Como disse Paul Ricoeur, «se verdadeiramente as religiões quiserem
sobreviver, devem satisfazer muitas exigências. É preciso, em primeiro lugar, renunciar
a toda a espécie de poder que não seja o de uma palavra desarmada. Devem, por
outro lado, fazer prevalecer a compaixão sobre a rigidez doutrinal. É preciso
sobretudo – e é o mais difícil – procurar no mais fundo dos seus ensinamentos
este excesso não dito, graças ao qual, cada um poderá esperar encontrar
os outros, pois não é por ocasião de manifestações superficiais, que permanecem
competições, que as verdadeiras aproximações são feitas: é apenas em
profundidade que as distâncias são vencidas».

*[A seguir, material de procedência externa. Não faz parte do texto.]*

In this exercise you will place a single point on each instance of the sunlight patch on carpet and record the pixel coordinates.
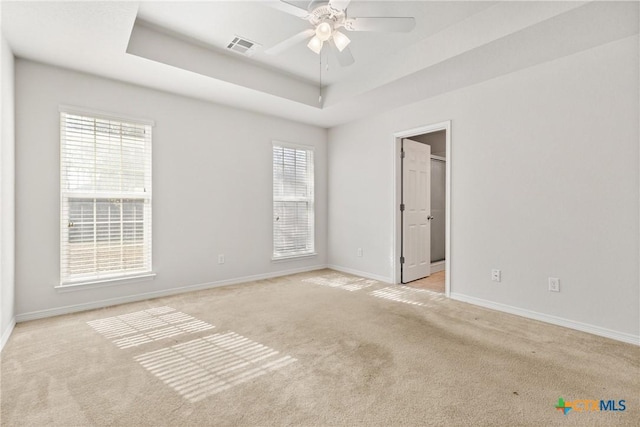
(341, 281)
(205, 366)
(419, 297)
(141, 327)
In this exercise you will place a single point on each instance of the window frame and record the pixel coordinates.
(79, 280)
(308, 198)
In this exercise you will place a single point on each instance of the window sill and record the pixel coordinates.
(292, 257)
(99, 283)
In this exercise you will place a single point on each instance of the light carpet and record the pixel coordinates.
(312, 349)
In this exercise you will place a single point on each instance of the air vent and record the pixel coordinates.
(243, 46)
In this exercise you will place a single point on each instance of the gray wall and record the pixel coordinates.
(7, 193)
(535, 192)
(212, 190)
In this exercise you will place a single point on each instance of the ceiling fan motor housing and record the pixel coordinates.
(320, 11)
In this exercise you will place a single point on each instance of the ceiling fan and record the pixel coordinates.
(327, 17)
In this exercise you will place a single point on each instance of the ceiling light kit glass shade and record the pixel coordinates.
(324, 32)
(340, 40)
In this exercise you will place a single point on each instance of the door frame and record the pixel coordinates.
(397, 179)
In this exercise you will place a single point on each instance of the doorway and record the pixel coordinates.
(422, 212)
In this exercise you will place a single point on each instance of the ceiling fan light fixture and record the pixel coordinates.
(323, 31)
(340, 40)
(315, 44)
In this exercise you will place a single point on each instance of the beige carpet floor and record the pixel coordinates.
(313, 349)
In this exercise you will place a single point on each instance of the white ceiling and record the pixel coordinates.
(179, 47)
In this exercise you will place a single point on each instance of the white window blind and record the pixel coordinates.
(293, 201)
(105, 191)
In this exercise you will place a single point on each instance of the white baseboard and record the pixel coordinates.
(41, 314)
(7, 333)
(438, 266)
(360, 273)
(559, 321)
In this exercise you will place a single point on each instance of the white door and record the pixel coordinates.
(416, 198)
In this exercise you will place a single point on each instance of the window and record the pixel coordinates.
(105, 194)
(293, 210)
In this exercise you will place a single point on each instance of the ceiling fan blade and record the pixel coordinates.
(345, 58)
(399, 25)
(290, 42)
(289, 8)
(339, 4)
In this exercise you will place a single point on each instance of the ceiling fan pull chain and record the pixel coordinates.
(320, 84)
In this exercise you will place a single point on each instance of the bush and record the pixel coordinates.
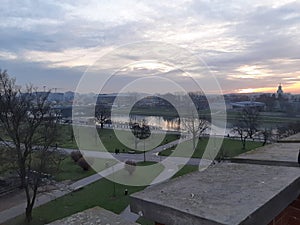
(83, 164)
(76, 155)
(130, 166)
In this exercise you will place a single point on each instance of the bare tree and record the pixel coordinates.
(195, 125)
(141, 131)
(29, 129)
(246, 124)
(102, 114)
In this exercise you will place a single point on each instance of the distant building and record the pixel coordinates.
(279, 91)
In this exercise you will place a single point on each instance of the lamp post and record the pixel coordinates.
(107, 165)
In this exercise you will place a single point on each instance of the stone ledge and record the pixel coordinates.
(227, 194)
(93, 216)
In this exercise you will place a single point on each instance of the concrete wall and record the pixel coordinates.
(289, 216)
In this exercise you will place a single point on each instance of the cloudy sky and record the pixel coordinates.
(249, 45)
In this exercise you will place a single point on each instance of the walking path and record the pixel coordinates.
(41, 199)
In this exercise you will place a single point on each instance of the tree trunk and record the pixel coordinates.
(29, 212)
(244, 144)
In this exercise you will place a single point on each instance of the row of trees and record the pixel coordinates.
(248, 125)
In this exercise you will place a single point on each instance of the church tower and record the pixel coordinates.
(279, 91)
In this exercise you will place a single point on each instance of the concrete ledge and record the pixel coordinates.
(227, 194)
(93, 216)
(293, 138)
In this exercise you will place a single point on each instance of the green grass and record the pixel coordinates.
(230, 148)
(99, 193)
(69, 170)
(185, 170)
(144, 221)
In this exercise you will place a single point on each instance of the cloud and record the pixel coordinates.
(250, 39)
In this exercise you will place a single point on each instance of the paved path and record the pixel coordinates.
(47, 197)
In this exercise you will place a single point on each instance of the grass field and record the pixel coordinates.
(99, 193)
(230, 148)
(89, 141)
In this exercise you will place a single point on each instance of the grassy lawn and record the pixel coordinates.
(69, 170)
(185, 170)
(230, 148)
(99, 193)
(88, 139)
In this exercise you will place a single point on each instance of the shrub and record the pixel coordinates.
(83, 164)
(130, 166)
(76, 155)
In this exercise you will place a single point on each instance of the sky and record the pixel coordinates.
(249, 46)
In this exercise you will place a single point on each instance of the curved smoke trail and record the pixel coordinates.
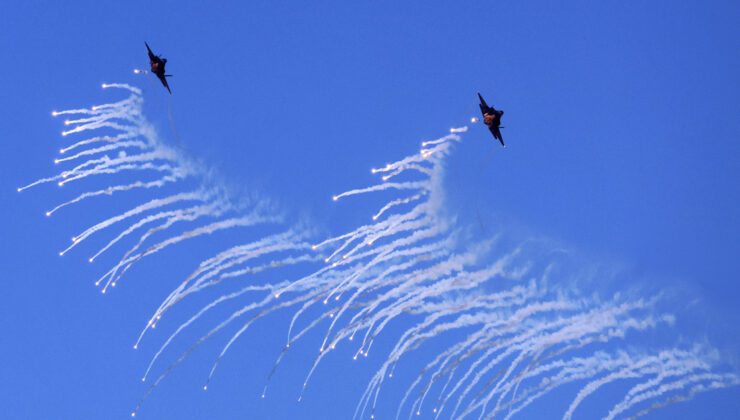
(507, 323)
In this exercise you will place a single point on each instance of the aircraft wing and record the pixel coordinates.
(497, 134)
(483, 105)
(152, 56)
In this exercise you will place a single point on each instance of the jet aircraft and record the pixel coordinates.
(157, 64)
(492, 118)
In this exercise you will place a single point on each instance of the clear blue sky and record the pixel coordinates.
(621, 120)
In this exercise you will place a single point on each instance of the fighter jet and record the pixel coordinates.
(157, 64)
(492, 118)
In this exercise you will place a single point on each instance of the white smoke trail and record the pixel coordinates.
(524, 331)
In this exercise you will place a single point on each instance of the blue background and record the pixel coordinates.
(621, 120)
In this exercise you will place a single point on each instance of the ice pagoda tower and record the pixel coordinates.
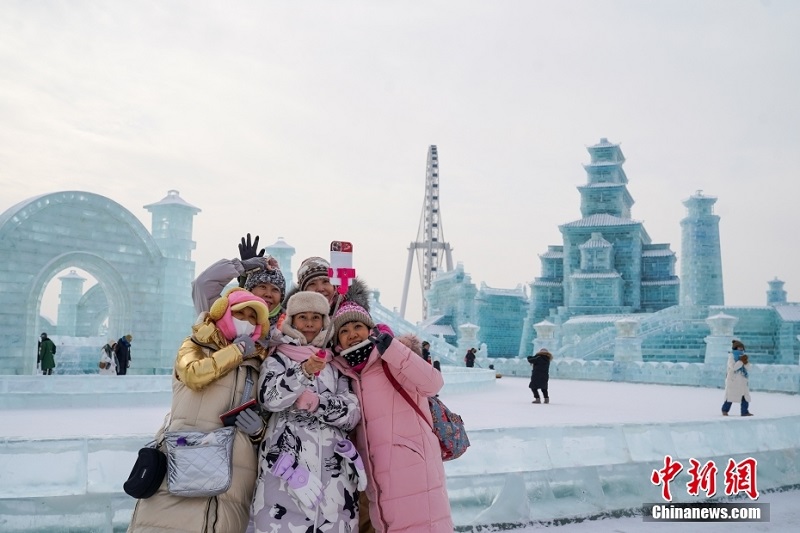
(701, 260)
(607, 263)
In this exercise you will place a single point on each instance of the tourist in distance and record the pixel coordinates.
(540, 374)
(108, 359)
(45, 356)
(737, 388)
(213, 369)
(469, 359)
(123, 352)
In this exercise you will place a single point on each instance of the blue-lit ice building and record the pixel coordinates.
(608, 281)
(143, 280)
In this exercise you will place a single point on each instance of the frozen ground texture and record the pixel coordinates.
(590, 451)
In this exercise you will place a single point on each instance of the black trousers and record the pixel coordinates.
(536, 392)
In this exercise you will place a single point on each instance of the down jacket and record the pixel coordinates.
(402, 457)
(209, 379)
(310, 437)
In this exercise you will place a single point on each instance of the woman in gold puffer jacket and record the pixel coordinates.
(209, 378)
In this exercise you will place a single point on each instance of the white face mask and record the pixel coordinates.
(243, 327)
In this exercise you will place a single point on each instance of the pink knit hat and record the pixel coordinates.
(237, 299)
(350, 311)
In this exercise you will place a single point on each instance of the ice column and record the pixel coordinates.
(545, 337)
(719, 342)
(627, 346)
(468, 337)
(71, 292)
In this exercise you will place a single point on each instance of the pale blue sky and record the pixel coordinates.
(311, 121)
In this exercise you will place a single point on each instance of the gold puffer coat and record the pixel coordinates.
(209, 379)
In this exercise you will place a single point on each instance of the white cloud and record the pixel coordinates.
(319, 116)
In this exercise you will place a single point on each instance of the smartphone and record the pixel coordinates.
(228, 418)
(342, 270)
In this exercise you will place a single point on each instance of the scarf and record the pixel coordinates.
(356, 356)
(274, 314)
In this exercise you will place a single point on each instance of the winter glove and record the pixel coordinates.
(346, 449)
(248, 421)
(308, 401)
(254, 264)
(246, 344)
(248, 250)
(306, 487)
(380, 340)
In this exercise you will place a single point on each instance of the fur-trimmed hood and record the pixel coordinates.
(412, 341)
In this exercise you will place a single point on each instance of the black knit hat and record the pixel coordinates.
(311, 268)
(269, 276)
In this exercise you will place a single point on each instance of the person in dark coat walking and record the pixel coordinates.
(540, 374)
(123, 351)
(469, 359)
(46, 355)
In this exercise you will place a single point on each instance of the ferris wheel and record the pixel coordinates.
(430, 247)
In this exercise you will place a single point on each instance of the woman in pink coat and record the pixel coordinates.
(402, 457)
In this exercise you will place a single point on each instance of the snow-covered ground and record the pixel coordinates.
(508, 405)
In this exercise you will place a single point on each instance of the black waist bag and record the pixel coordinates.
(147, 474)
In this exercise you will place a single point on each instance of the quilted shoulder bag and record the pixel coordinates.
(447, 426)
(199, 463)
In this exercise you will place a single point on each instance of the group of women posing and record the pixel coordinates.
(332, 446)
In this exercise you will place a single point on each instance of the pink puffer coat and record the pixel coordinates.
(406, 489)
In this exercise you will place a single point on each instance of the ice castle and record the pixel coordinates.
(607, 302)
(608, 276)
(143, 279)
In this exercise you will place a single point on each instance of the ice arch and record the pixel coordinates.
(43, 235)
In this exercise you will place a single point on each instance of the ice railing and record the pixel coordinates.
(604, 339)
(511, 475)
(441, 350)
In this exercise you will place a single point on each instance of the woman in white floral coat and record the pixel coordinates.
(303, 483)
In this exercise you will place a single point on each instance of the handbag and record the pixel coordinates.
(147, 473)
(447, 426)
(200, 463)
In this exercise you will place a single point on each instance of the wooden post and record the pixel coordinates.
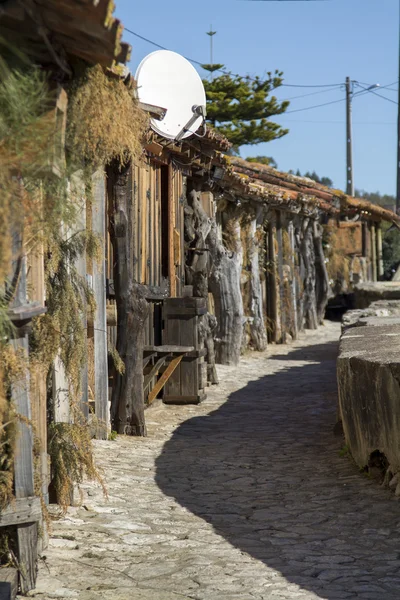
(379, 254)
(38, 391)
(373, 253)
(258, 333)
(127, 404)
(78, 182)
(294, 287)
(100, 316)
(197, 227)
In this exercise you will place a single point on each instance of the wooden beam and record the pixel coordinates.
(21, 511)
(8, 583)
(164, 378)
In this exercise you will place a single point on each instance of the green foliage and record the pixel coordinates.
(391, 237)
(263, 160)
(376, 197)
(327, 181)
(104, 120)
(240, 107)
(70, 450)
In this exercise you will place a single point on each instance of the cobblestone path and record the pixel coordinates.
(243, 497)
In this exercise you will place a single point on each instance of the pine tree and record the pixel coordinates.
(240, 107)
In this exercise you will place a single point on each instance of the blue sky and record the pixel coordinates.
(313, 43)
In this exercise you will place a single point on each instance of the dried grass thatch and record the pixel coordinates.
(104, 119)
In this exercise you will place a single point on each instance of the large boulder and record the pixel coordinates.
(366, 293)
(368, 372)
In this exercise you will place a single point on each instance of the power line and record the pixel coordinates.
(224, 71)
(287, 112)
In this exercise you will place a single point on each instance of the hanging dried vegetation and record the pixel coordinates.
(338, 265)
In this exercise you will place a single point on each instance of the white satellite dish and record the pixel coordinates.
(168, 80)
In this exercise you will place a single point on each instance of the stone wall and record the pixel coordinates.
(368, 372)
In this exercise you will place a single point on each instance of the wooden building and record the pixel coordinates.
(200, 255)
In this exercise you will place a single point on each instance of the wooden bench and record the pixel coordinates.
(164, 359)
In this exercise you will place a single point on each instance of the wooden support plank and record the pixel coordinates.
(100, 315)
(143, 209)
(79, 190)
(171, 227)
(272, 285)
(283, 316)
(21, 511)
(379, 254)
(164, 378)
(293, 281)
(154, 371)
(185, 399)
(8, 583)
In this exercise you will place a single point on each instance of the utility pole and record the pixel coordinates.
(398, 135)
(211, 33)
(349, 140)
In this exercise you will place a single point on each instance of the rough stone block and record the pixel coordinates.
(368, 372)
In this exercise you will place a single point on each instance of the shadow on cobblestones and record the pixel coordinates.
(265, 471)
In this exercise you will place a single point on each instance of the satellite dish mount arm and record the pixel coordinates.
(198, 111)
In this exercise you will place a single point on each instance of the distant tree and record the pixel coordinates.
(391, 237)
(263, 160)
(327, 181)
(240, 107)
(376, 198)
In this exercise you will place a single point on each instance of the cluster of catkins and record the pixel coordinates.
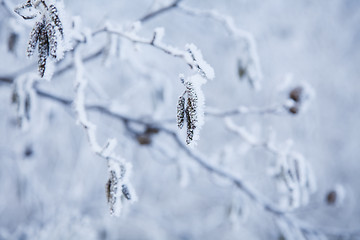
(186, 109)
(117, 188)
(47, 32)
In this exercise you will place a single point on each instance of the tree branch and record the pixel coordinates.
(160, 11)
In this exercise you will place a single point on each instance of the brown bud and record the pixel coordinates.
(294, 109)
(143, 139)
(331, 197)
(296, 94)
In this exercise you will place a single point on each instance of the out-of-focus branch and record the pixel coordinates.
(159, 11)
(201, 160)
(243, 110)
(253, 63)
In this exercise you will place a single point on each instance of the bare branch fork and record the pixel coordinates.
(117, 177)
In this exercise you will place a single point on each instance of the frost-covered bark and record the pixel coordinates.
(243, 164)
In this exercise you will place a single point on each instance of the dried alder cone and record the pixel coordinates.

Quando andava à procura da Religião dos Portugueses,
o arquitecto Nuno Teotónio Pereira ajudou-me a descobrir um movimento cristão,
em Portugal, nos anos 40-50 do século passado, intitulado Metanoia e
inspirado naquele que Bergoglio escolheu para o seu pontificado, Francisco de
Assis. Este movimento foi sufocado pela época política em que se vivia. No
entanto, ainda consegui falar com alguns dos seus fundadores e conservo várias
das suas publicações.
3. O Papa Francisco deixou-nos um legado de gestos e palavras
que podem alimentar todas as correntes espirituais e sociais que desejem seguir
o caminho sinodal. É normal que o novo Papa tenha outras inspirações, outros
métodos e outras orientações. Não serão, porém, contraditórias porque o próprio
do Papa Francisco foi o de abraçar a largueza das experiências humanas, católicas
e não católicas. Bergoglio não gostaria nada de suscitar imitadores, mas mulheres
e homens inspirados no Evangelho e no melhor de toda a história da igreja e da
humanidade.
Além do seu programa – Alegria do Evangelho (2013) – e
do impulso que deu ao diálogo inter-religioso, destaco, entre muitos outros
textos, A Alegria do Amor (2016), a Declaração sobre a Fraternidade
Humana pela Paz Mundial e a convivência comum (2019), a Fratelli Tutti
(2020), sem esquecer os seus "3 Ts": Terra, Tecto (casa) e
Trabalho, inspirados no Encontro Mundial de Movimentos Populares (2014).
Em resposta a uma carta do Delegado da Região Pastoral de
Buenos Aires, a propósito de A Alegria do Amor, o Papa recomenda
simplesmente isto: acolher, acompanhar, discernir, integrar. Estas
atitudes devem ter em conta a inculturação, no tempo e nas circunstâncias em
que as pessoas se encontram. É esta a teologia do Papa Francisco para as
famílias[iii].
Louvado sejas, Papa Francisco, por todo o legado que nos
deixaste e pela insistência com os jovens portugueses: procurai e arriscai.